La mélodie grégorienne
Si ou si bémol ?
Nous retrouvons dans cet introït le problème de l’attribution ou non d’un bémol aux si (cf. mon commentaire sur l’introït Laetare). Il est certain que l’attribution ou non à certains si d’un bémol peut jouer sur le caractère (ethos) de la pièce.
Le manuscrit de Einsiedeln datant du X° s. (voir photo ci-dessus) comme celui de Notre-Dame de Laon datant de la fin du IX° s. (voir photo ci-dessous) n’indiquent pas les hauteurs précises des notes et donc d’éventuels si bémols. Les chantres connaissaient par cœur les mélodies et les neumes indiquaient principalement le rythme avec parfois quelques indications de hauteur relative par des lettres (comme par exemple l = levate-levez) ou une disposition des neumes les uns par rapport aux autres (manuscrit de Notre-Dame de Laon)
Le graduel de l’abbaye de Bellelay (voir photo ci-dessous) été rédigé vers 1140-1150 et il indique les hauteurs (diastématie). Il indique seulement deux si bémol notés b sur les deux Deus, ce qui paraît cohérent pour une même formule mélodique (sol-si-la-sol).
Les moines de Solesmes, sur la base comparative de plusieurs autres manuscrits, ont choisi, pour l’édition du graduel Triplex, d’attribuer ou non un bémol aux si. Dom Daniel Saulnier (« Les modes grégoriens », Ed. Solesmes, 1997, p. 71) indique pour le 4ème mode auquel appartient notre introït quelques tendances. Ainsi au premier Deus est attribué un bémol justifié par le sol, corde de récitation, mais pas au second Deus en le justifiant par le la, corde de récitation avec présence d’un do aigu.
J’opterais volontiers, pour ma modeste part de non-spécialiste, pour un si naturel sur les deux Deus. Ce qui donne à la première incise une nuance plus nette d’affirmation en lien avec le second Deus : « rends-moi justice, Dieu … parce que tu es mon Dieu ». Le sol et le fa se combinent pour donner à la fois élan (sol) et assise à la mélodie (fa).

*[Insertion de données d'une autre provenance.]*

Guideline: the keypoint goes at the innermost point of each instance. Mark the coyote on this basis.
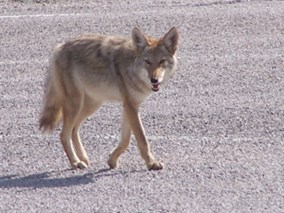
(93, 69)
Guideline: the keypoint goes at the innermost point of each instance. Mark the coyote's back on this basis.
(87, 71)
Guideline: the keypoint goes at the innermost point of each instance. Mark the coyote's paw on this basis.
(155, 165)
(112, 163)
(79, 165)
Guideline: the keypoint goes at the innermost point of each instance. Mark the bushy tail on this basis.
(52, 109)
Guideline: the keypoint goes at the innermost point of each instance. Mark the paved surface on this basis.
(218, 125)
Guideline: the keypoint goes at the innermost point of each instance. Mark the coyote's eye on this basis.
(147, 61)
(162, 61)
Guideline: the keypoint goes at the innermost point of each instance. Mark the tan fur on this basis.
(93, 69)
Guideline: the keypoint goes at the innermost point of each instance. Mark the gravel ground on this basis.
(218, 126)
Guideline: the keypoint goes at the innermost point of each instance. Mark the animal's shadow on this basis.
(49, 179)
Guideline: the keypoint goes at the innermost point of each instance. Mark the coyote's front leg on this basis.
(134, 120)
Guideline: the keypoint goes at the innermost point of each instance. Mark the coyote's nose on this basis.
(154, 80)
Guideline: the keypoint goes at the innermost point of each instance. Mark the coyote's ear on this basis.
(139, 39)
(170, 40)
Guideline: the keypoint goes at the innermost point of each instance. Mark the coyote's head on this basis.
(155, 57)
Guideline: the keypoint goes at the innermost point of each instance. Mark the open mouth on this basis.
(155, 87)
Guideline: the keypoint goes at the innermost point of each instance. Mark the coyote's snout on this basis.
(90, 70)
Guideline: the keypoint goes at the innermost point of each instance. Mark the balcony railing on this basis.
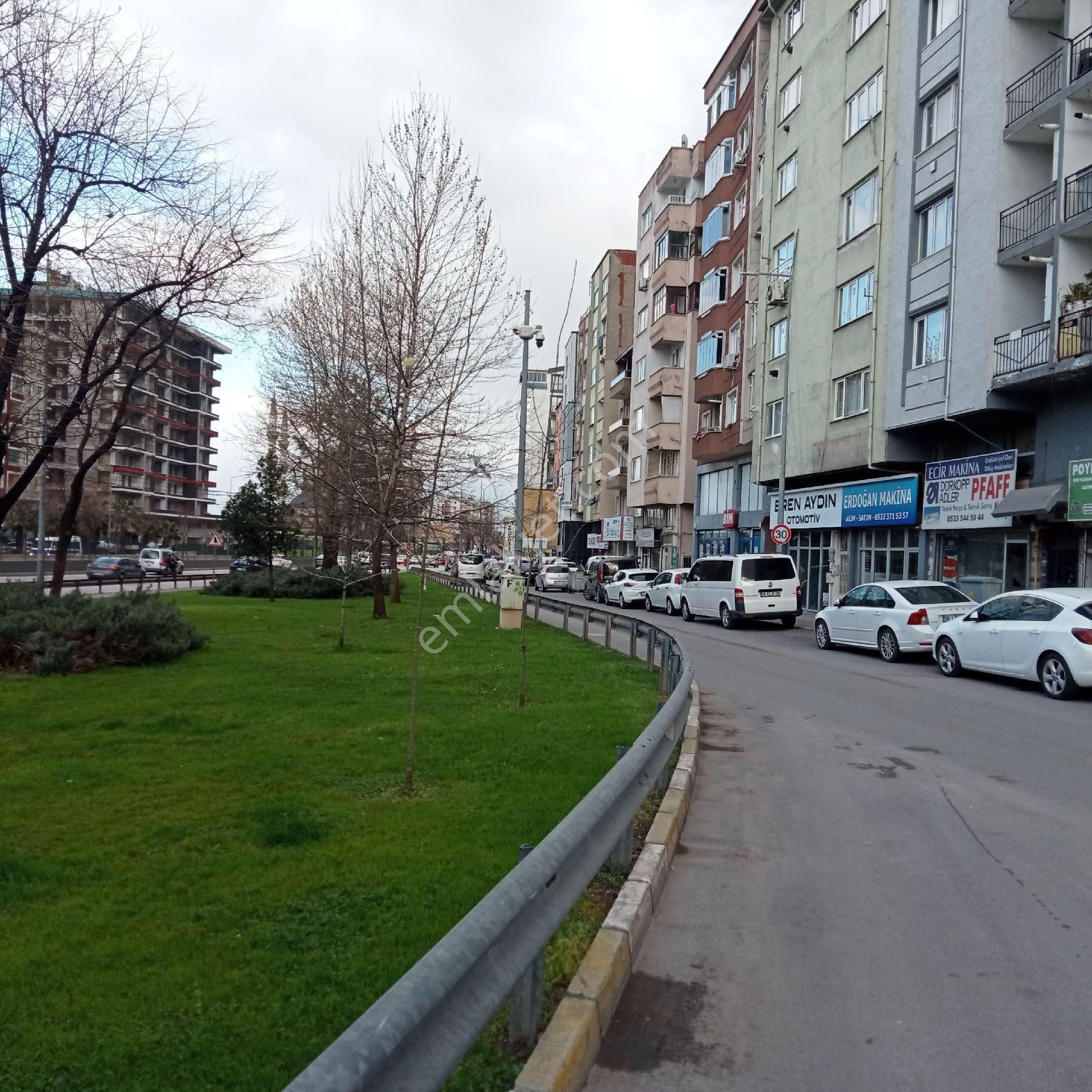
(1023, 349)
(1032, 216)
(1035, 89)
(1079, 192)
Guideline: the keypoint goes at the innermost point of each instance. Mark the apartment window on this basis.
(930, 338)
(784, 254)
(936, 226)
(863, 15)
(787, 177)
(791, 96)
(938, 116)
(860, 208)
(741, 205)
(717, 226)
(710, 352)
(851, 395)
(940, 15)
(737, 274)
(775, 419)
(855, 299)
(713, 289)
(865, 105)
(779, 338)
(794, 19)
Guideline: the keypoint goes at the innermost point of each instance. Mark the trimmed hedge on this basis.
(287, 585)
(43, 635)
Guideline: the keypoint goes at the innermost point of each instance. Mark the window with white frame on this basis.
(775, 419)
(864, 105)
(794, 19)
(851, 395)
(855, 299)
(865, 13)
(779, 339)
(936, 226)
(938, 115)
(860, 208)
(737, 273)
(940, 15)
(741, 205)
(710, 351)
(930, 338)
(791, 96)
(787, 177)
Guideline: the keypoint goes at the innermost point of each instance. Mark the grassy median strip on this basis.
(208, 870)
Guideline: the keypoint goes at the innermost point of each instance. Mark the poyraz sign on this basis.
(877, 503)
(962, 493)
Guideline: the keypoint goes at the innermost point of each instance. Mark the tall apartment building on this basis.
(610, 334)
(162, 462)
(656, 431)
(729, 502)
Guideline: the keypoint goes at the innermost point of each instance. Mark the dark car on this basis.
(247, 565)
(115, 568)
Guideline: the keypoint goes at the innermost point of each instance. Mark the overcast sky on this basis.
(567, 106)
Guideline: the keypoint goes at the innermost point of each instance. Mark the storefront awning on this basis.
(1037, 500)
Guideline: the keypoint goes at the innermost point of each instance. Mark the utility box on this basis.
(514, 591)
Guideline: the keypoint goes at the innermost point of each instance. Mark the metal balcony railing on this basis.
(1032, 216)
(1023, 349)
(1036, 88)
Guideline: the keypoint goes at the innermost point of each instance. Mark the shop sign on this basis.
(1080, 490)
(962, 493)
(877, 503)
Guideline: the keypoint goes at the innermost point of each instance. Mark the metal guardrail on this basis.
(413, 1037)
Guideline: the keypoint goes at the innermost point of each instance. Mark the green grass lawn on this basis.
(208, 870)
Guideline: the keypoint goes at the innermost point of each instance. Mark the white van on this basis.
(745, 586)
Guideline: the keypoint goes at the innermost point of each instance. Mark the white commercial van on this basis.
(744, 586)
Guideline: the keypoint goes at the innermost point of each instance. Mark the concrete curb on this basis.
(565, 1054)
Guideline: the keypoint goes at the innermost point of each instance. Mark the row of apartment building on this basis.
(871, 280)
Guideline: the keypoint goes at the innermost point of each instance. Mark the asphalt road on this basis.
(884, 884)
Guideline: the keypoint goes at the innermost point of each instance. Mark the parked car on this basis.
(601, 570)
(664, 592)
(742, 587)
(1045, 635)
(896, 616)
(160, 561)
(629, 587)
(114, 568)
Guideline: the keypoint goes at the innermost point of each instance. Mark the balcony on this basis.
(1024, 222)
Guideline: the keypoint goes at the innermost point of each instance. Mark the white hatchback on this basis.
(629, 587)
(896, 616)
(1044, 635)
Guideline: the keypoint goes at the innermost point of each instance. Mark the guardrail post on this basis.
(527, 998)
(622, 855)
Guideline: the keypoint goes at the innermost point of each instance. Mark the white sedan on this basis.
(664, 592)
(1044, 635)
(629, 587)
(895, 616)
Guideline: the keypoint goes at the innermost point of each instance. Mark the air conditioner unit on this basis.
(777, 294)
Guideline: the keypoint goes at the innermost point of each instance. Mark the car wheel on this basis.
(948, 657)
(1056, 677)
(889, 646)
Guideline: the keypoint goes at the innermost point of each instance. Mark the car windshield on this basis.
(932, 593)
(768, 568)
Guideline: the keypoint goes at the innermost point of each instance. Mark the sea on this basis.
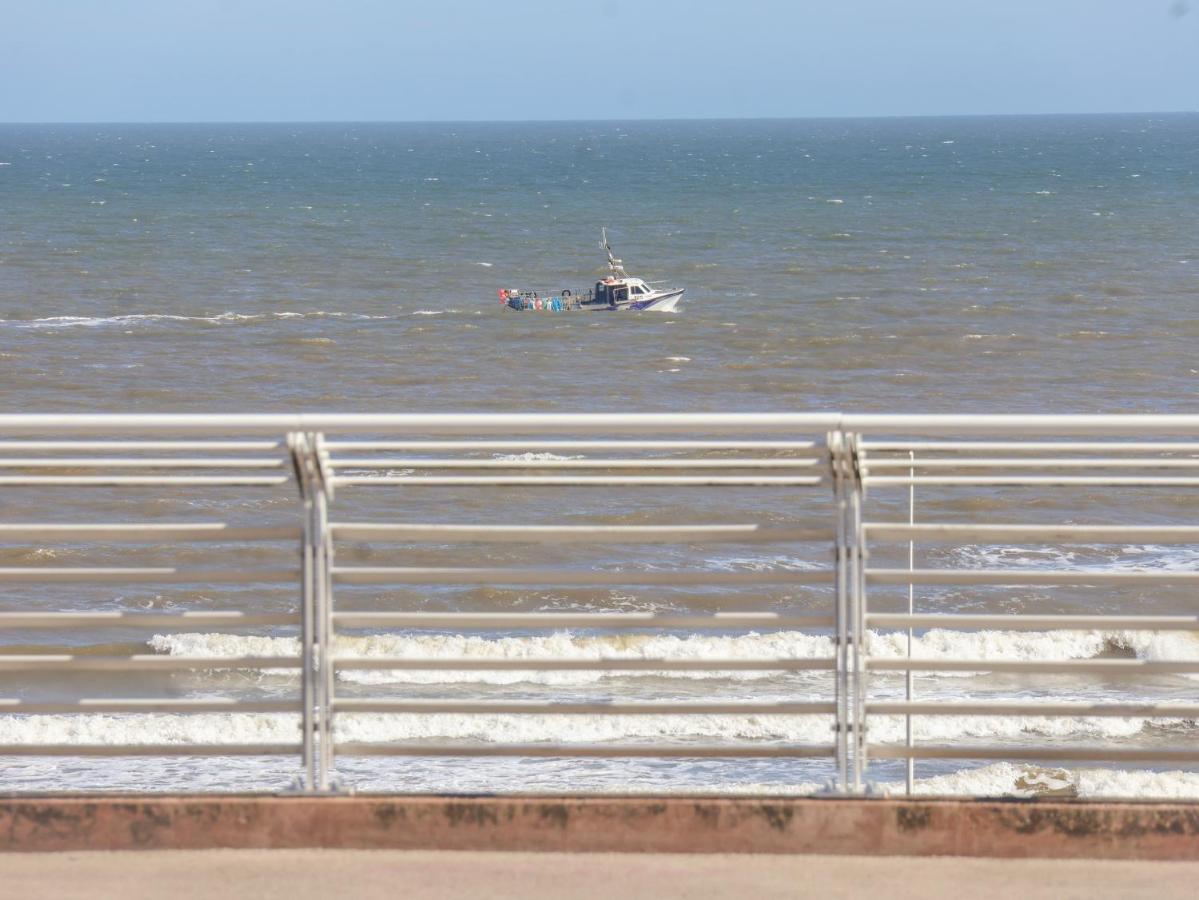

Cette combinaison se poursuit dans la 2ème incise (5 fa sur et discerne), avec introduction du la (corde principale de récitation) et du do sur causam meam, ce qui « fait monter le ton » de la demande avant que, dans la 3ème incise, la mélodie ne reprenne le chemin inverse après un de (distropha avec la lettre r pour retenir le son) très marqué sur le do qui doit bien marquer la séparation du fidèle d’avec les gens impies ; après plusieurs rebondissements la mélodie se pose sur le mi (note finale du mode) dans une cadence sur sancta que l’on retrouvera à la fin de la pièce sur mea (mi-sol-fa-fa - fa-mi) et où l’on note encore l’importance du fa. « Le fa, comme une note d’attente, forme une sorte de ‘’balcon’’ au-dessus du mi » (J. Janneteau). Ce qui contribue sans doute au caractère extatique de ce mode.
La deuxième phrase joue à nouveau entre sol et fa qui servent alternativement de point d’appui avec à nouveau introduction du la, du do et du si où la mélodie semble également prendre appui, d’où une impression forte d’instabilité comme celle provoquée par l’homme inique et trompeur à laquelle le fidèle demande d’être arraché.
Eripe me s’appuie fortement sur le si aigu dont on ne peut qu’écarter tout bémol qui atténuerait cette demande portée au plus haut d’un ré, sommet de la pièce.
La troisième phrase s’appuie avec conviction sur le la, corde de récitation principale (cf. le verset). Meus introduit un soudain moment d’intimité avec Dieu - mon Dieu – avec une douce descente jusqu’au ré.
La mélodie rebondit prestement (liquescence sur fa-ré) jusqu’au si (bémol ?) pour affirmer la force de Dieu que renforce ce que j’appellerai une double cadence sur fortitudo mea (sol-fa-la-sol-fa-sol et mi-sol-fa-fa – fa-mi)
Toute l’instabilité mélodique ressentie au cours de la pièce, surtout si on supprime les bémols, se résout ici dans cette tranquille assurance finale.
Comme interprétation j’ai choisi
- Par des moines : https://www.youtube.com/watch?v=pvSK0GsHjmw
- Restitution différente des manuscrits proposée par Anton Stingl jun. Depuis 2010, Stingl est membre du groupe de restitution de la section allemande de la Société internationale d’études du chant grégorien. Mélodie parfois un peu différente et surtout sans bémols aux si.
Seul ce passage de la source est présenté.